В ответ тот потрясал здоровенной бухгалтерской книжищей, списанной когда-то за ненадобностью и выпрошенной у бухгалтеров. В ней было несколько глав его будущего романа, написанных от руки шариковой ручкой. Эра компьютеров ещё не наступила, а пишущей машинки у слесаря-писателя Мышеслава не было.
Роман начинался пространным описанием детства героя, подозрительно смахивающего на детство самого потомка польских дворян. Далее герой в тринадцать лет женился на одногруппнице из детского сада и начинал активно заниматься наукой, точнее разработкой теории полётов к дальним звёздам. Затем следовало крайне сухое и нудное изложение самой теории.
- Это реферат, - сказала Раиса-старшая, жена непризнанного гения. - На роман никак не тянет.

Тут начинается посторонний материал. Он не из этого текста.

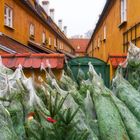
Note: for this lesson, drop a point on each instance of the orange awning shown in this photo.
(28, 60)
(116, 59)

Тот в ответ разразился таким гневом, что обе Раисы, мать и дочь, полночи потом не могли заснуть. Мать думала о том, как ей не повезло в жизни. Надо было такому случиться, что из десятков претендентов на её руку она выбрала именно это! Мышеслав был явно мелковат для неё, из симпатяги быстро превратился в сморщенную лысенькую обезьянку, заработать никогда не умел и не стремился, застебал их с дочерью бытовыми придирками и злыми насмешками, а теперь ещё и за писательство принялся в своей обычной манере злобного, трепливого бездельника.
- Он ненормальный, - сказала ей однажды Раиса-младшая. Назвать дочь именем матери тоже было идеей Мышеслава. - Он ходит по знакомым, треплет языком о своём романе, сам позорится и нас позорит. Надо мной ребята уже смеются.
- Пусть на своих отцов полюбуются! - Зло вскинулась мать. - Их отцы пьют и бьют их с матерями!
- Ну, во-первых не у всех, а, во-вторых...
- Заткнись! Не умничай! Рассуждать она ещё будет! Ты дура и ничего не понимаешь!
Это был аргумент, против которого переть бесполезно. Можно и на пощёчину нарваться, а то и плевок в лицо. Оно и понятно. Матери и так плохо, а тут ещё эта малолетняя дрянь лезет, раны солью посыпает.            
"Нормальные люди не пишут романов, кроме настоящих писателей, которые живут в Москве, Ленинграде или хотя бы на Набережной. Обычные люди ходят на работу, а после поливают огород, едут на рыбалку или идут в лес. Они покупают себе машины, лодки, удочки,  чинят их в гараже, а после показывают друзьям. Так все живут, а он ненормальный," - думала перед сном Раиса о своём отце.
Однажды, когда она уже легла спать, между родителями вспыхнула ссора. Отец утверждал, что он поэт лучше Блока, а Блок, между прочим, любимый поэт матери.
- Какой ты поэт?! Ты гнида! Что ты сочинил? Три гнусные пародии? - заорала мать.
Говоря о трёх пародиях, Раиса-старшая ничего не преувеличивала и не преуменьшала. Отец действительно сочинил три пародии, две на современные эстрадные песни, а третью на стихи Сергея Есенина. В каждой из них фигурировали в том или ином виде расстройства кишечника и туалет. Лучше и смешнее бывает, конечно, но редко.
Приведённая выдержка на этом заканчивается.